We spent most of our second full day driving the Golden Circle, which I had originally mistaken for the ring road that goes all the way around Iceland. Fortunately it’s much smaller than that and it’s a circuit that covers most of the major scenic attractions, not far from Reykjavik.

First stop for us was a volcanic crater with a lake inside it. We stopped for a few photos, read the information boards and moved on.

My awkward and uncomfortable expression was not because of a premonition that this was going to be a bad photo of me, but because I was being tormented by a million flies.

Next was Thingvellir. The most important landmark in Iceland as for many centuries it was the meeting point for all Icelandic people and the site of their government, the Althing. It is also a place where the meeting of the North American and European continental plates is at its most obvious and there’s a big rift in the valley. I neglected to take any photos here – distant, wide plains are quite difficult subjects for photography as there’s nothing to really focus on, you just end up with lots of sky. Nevertheless, as the site of the world’s longest-held democratic process it’s an interesting place to stand.
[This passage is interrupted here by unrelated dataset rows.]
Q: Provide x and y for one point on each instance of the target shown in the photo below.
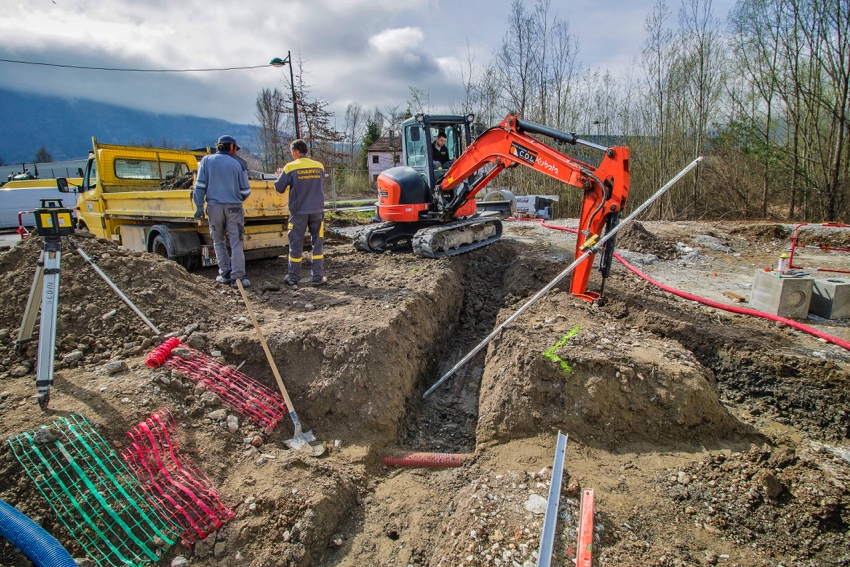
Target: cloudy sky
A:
(366, 51)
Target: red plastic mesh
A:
(241, 393)
(184, 494)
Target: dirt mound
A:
(607, 383)
(636, 238)
(646, 385)
(798, 493)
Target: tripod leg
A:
(31, 312)
(47, 332)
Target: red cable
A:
(411, 459)
(740, 310)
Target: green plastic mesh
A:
(93, 493)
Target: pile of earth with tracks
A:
(709, 437)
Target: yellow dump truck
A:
(142, 199)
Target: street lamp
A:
(597, 123)
(278, 62)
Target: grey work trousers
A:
(228, 220)
(298, 226)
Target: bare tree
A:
(269, 114)
(704, 73)
(657, 62)
(516, 59)
(419, 101)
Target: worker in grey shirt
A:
(223, 182)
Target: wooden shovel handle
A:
(265, 347)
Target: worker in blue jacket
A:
(223, 182)
(305, 178)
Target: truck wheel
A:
(182, 247)
(160, 246)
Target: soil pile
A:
(709, 438)
(636, 238)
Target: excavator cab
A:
(419, 137)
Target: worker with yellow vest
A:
(305, 179)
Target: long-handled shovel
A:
(302, 440)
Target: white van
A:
(17, 196)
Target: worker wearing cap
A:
(304, 177)
(223, 182)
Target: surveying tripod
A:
(53, 222)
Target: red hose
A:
(740, 310)
(411, 459)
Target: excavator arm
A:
(509, 144)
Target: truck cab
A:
(141, 198)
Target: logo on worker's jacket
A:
(523, 153)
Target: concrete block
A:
(785, 296)
(831, 298)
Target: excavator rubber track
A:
(385, 236)
(456, 237)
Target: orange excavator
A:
(431, 206)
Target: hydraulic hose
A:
(39, 546)
(732, 309)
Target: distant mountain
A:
(64, 127)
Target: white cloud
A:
(368, 51)
(397, 41)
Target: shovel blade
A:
(306, 441)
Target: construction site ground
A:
(709, 438)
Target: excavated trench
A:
(446, 420)
(642, 374)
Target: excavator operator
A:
(440, 152)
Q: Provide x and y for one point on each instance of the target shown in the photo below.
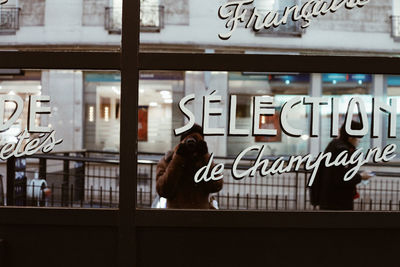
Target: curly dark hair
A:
(195, 129)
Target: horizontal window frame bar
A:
(60, 60)
(147, 218)
(269, 63)
(58, 216)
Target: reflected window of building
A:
(21, 83)
(102, 96)
(159, 114)
(345, 87)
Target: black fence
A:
(151, 19)
(71, 179)
(283, 192)
(91, 179)
(395, 27)
(9, 20)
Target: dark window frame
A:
(130, 220)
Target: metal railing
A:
(151, 19)
(395, 27)
(70, 179)
(91, 179)
(282, 192)
(9, 20)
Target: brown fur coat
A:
(175, 181)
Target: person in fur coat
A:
(176, 171)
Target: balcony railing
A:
(396, 27)
(9, 20)
(291, 28)
(151, 19)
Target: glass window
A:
(62, 148)
(244, 186)
(345, 87)
(238, 27)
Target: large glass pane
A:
(62, 148)
(166, 180)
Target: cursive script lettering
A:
(235, 13)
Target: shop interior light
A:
(106, 114)
(91, 114)
(165, 94)
(116, 90)
(305, 137)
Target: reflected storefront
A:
(161, 132)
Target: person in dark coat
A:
(337, 194)
(176, 171)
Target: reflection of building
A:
(86, 103)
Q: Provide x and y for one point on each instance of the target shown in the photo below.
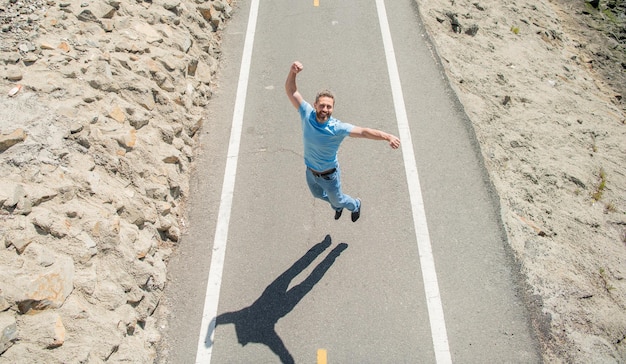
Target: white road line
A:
(211, 300)
(431, 287)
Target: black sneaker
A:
(357, 213)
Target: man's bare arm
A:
(290, 85)
(359, 132)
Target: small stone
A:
(117, 114)
(64, 47)
(7, 141)
(14, 73)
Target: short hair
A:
(325, 93)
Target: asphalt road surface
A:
(266, 275)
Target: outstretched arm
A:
(290, 85)
(359, 132)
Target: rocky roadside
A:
(543, 84)
(100, 103)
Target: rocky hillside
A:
(99, 104)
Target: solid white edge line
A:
(214, 283)
(427, 262)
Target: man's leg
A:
(339, 200)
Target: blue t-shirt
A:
(321, 141)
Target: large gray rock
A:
(8, 331)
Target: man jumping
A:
(322, 135)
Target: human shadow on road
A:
(256, 323)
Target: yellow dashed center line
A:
(321, 356)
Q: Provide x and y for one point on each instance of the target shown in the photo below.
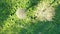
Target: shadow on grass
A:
(32, 3)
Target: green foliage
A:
(10, 24)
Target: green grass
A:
(11, 24)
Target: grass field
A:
(11, 24)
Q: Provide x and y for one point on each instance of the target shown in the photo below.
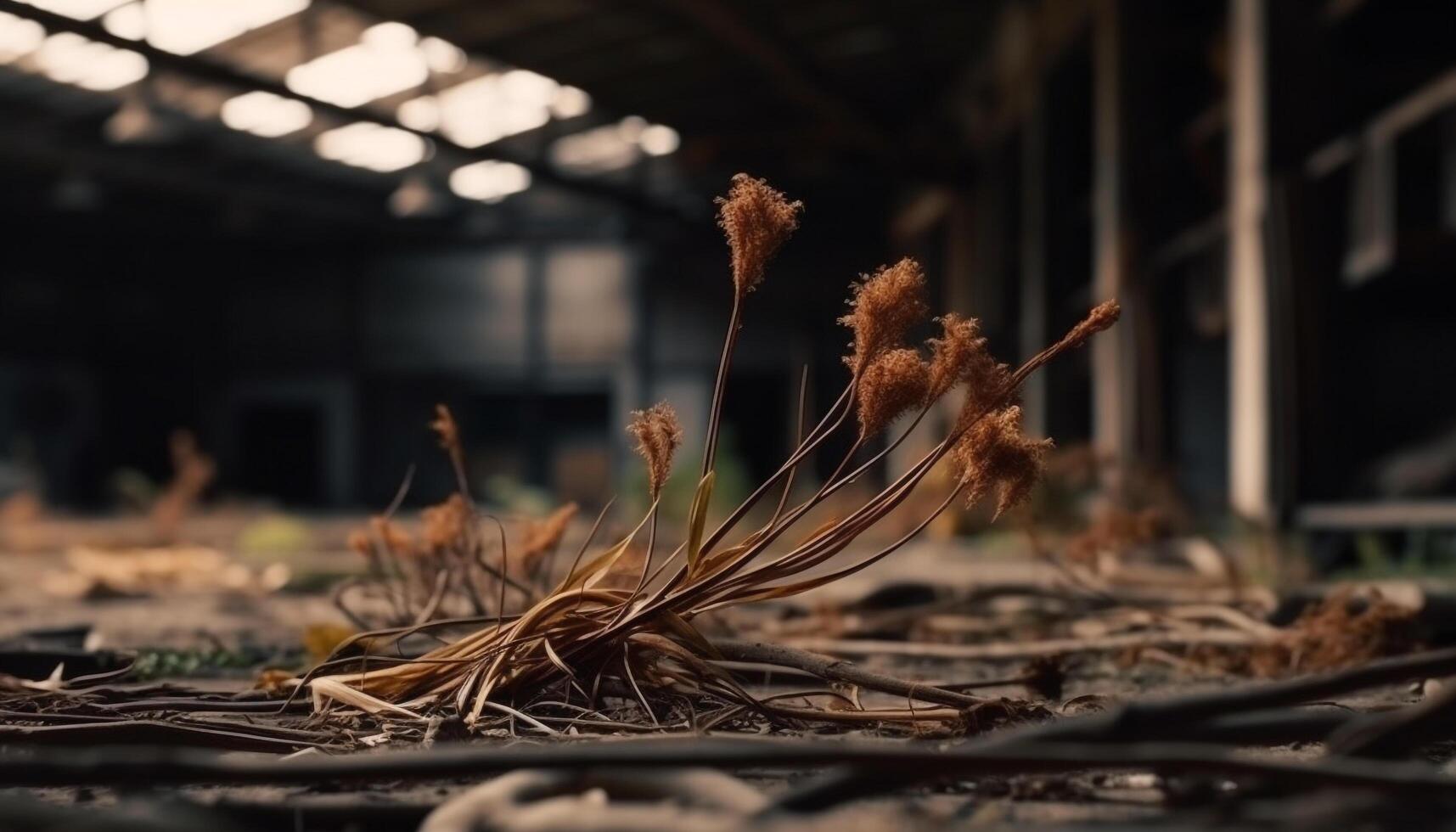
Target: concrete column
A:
(1113, 382)
(1248, 277)
(1032, 325)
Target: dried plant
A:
(659, 436)
(883, 307)
(894, 382)
(193, 471)
(993, 455)
(610, 622)
(757, 222)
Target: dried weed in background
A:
(1343, 630)
(757, 222)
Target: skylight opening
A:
(372, 146)
(75, 9)
(490, 181)
(491, 107)
(386, 60)
(613, 146)
(265, 114)
(75, 60)
(18, 37)
(188, 26)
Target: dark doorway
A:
(280, 453)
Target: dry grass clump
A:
(1341, 630)
(594, 632)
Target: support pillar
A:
(1248, 266)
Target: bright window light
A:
(570, 102)
(187, 26)
(18, 37)
(419, 114)
(485, 110)
(265, 114)
(490, 181)
(75, 60)
(372, 146)
(77, 9)
(385, 61)
(659, 140)
(613, 146)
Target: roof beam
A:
(792, 81)
(223, 75)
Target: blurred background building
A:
(293, 226)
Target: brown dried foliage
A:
(883, 307)
(757, 221)
(961, 356)
(659, 436)
(613, 616)
(996, 457)
(541, 538)
(1116, 529)
(446, 524)
(891, 384)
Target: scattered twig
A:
(839, 671)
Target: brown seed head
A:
(1103, 317)
(961, 356)
(757, 221)
(444, 525)
(396, 541)
(883, 307)
(993, 455)
(446, 429)
(659, 436)
(891, 384)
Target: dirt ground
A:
(261, 628)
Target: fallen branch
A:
(1021, 649)
(181, 767)
(839, 671)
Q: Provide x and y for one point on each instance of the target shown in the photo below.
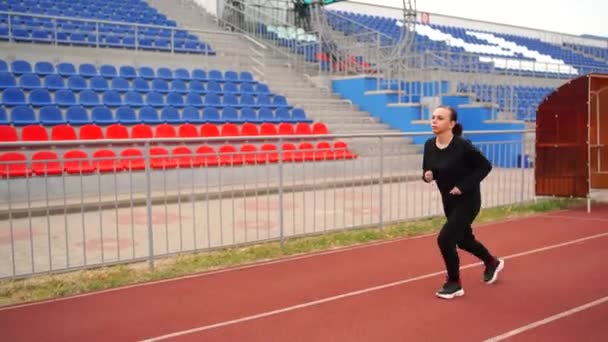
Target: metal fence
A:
(102, 213)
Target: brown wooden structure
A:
(572, 138)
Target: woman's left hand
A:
(455, 191)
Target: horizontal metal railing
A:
(181, 204)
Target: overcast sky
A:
(573, 17)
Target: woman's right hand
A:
(428, 176)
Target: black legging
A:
(457, 232)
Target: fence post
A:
(380, 205)
(281, 223)
(148, 167)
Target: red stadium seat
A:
(8, 133)
(324, 151)
(63, 132)
(46, 163)
(249, 153)
(290, 153)
(91, 132)
(106, 161)
(286, 129)
(14, 164)
(159, 158)
(249, 129)
(77, 162)
(141, 131)
(230, 130)
(229, 155)
(165, 131)
(319, 128)
(303, 128)
(117, 131)
(269, 154)
(188, 131)
(307, 150)
(209, 130)
(341, 151)
(206, 156)
(268, 129)
(132, 159)
(184, 157)
(34, 133)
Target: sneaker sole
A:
(451, 295)
(501, 265)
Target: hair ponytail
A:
(457, 129)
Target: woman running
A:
(458, 168)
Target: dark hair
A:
(457, 129)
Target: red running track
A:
(554, 263)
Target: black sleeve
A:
(425, 160)
(480, 166)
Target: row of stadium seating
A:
(12, 97)
(87, 70)
(22, 25)
(143, 131)
(43, 163)
(482, 44)
(78, 115)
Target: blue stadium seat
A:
(66, 69)
(211, 115)
(134, 99)
(197, 87)
(23, 116)
(77, 115)
(87, 70)
(141, 85)
(30, 81)
(54, 82)
(160, 86)
(7, 80)
(230, 87)
(126, 116)
(111, 98)
(40, 98)
(89, 98)
(195, 100)
(179, 86)
(65, 98)
(249, 115)
(20, 67)
(147, 73)
(191, 115)
(213, 100)
(128, 72)
(199, 75)
(99, 84)
(13, 97)
(102, 116)
(164, 73)
(182, 74)
(230, 114)
(149, 115)
(44, 68)
(108, 71)
(155, 99)
(175, 99)
(170, 115)
(121, 85)
(51, 115)
(77, 83)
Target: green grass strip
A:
(66, 284)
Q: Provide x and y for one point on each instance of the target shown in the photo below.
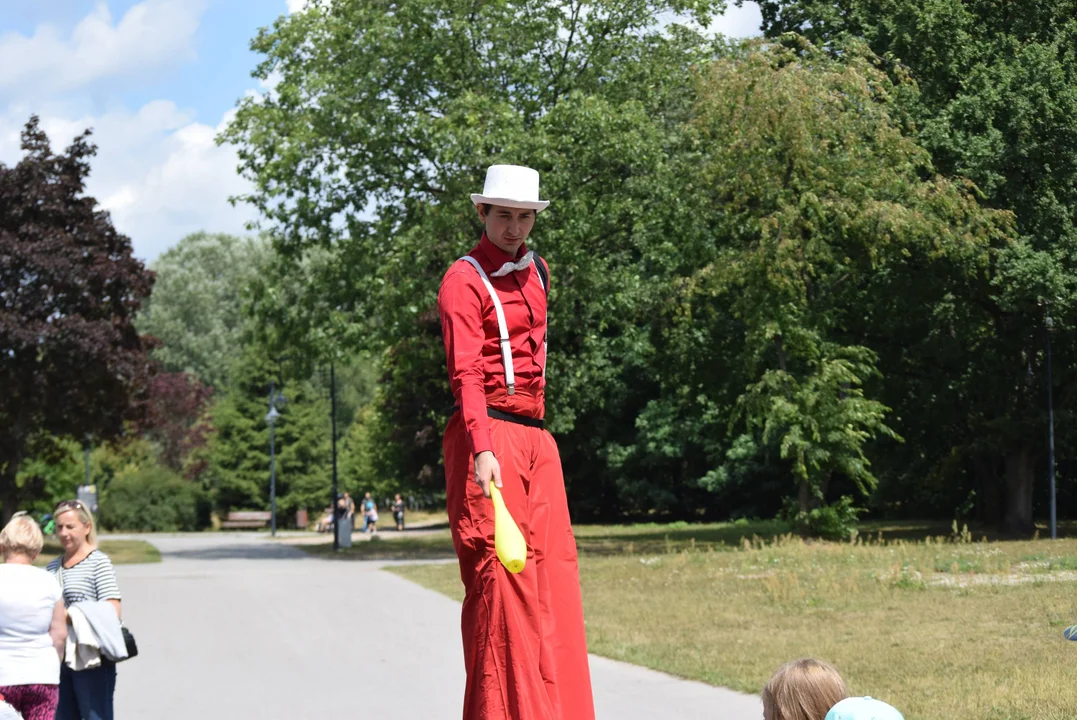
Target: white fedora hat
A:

Third stop was Geysir and I’m sure you can guess what’s there. The place stank horrendously but the sight of the bubbling pools of water and the jet going off every 5 minutes was impressive. I was still sick and it was starting to rain so I let Luke hang around to get it on video 3 times. I spent the few minutes in the gift shop goggling at the price of everything then we moved on to Gulfoss.

Gulfoss is not the largest waterfall in Iceland but it’s definitely the best known and it certainly is impressive. Only slightly less wonderous in driving rain (hooray for waterproof trousers!) the noise and power of it are intense. Luke, I have discovered, absolutely loves waterfalls and so I got a few photos of him in front of it on his phone but I didn’t take my camera out because it was so wet.

The sky cleared as we headed towards the south coast and our next hotel, which was quite a bit further away than first calculated and since the sun was still well up in the sky we hadn’t really been paying attention to the fact that it was getting towards 6pm and we may have about 3 hours of driving left.

Fortunately we arrived around 9:30, while the sun was still above the horizon and the reception  was still open. It was Friday night, the Summer solstice, and I was determined to stay up as late as I could. We unpacked then got back in the car and drove a little way back down the road to where we’d passed a waterfall. Taking the camera gear and some glasses and drinks, we followed a trail beside the stream and ended up on the pebbly beach in the half-dark. I took some long exposure shots and we toasted our travels. Another couple arrived just as we were leaving but it had been nice to have the place to ourselves for half an hour. While you may be picturing a very peaceful romantic scene in your head let me remind you that waterfalls are thunderingly loud – we did a small piece-to-camera after we left and it was still roaring in the background.

As loud as it was beautiful.

I think, after all that, I managed to stay awake til about 1am, which is when the sky was at its darkest – dark enough for headlights but not dark enough to need a torch or anything.

I still haven’t really seen the midnight sun as it’s been cloudy every night, but experiencing daylight that late has been interesting. Luke’s found it harder to sleep than I have, but at the same time I do feel more like staying awake later. My natural inclination as I get older is to go to sleep at about 9pm, so happily staying awake til 11 or 12 must be the result of all that light. I think, were I here in Winter, I’d sleep 18 hours a day!


5 thoughts on “Iceland: the landscape.

  1. That photo with the mountains and waterfall in the back ground, you said was one of your favorites, I’m going to use for inspiration on my novel.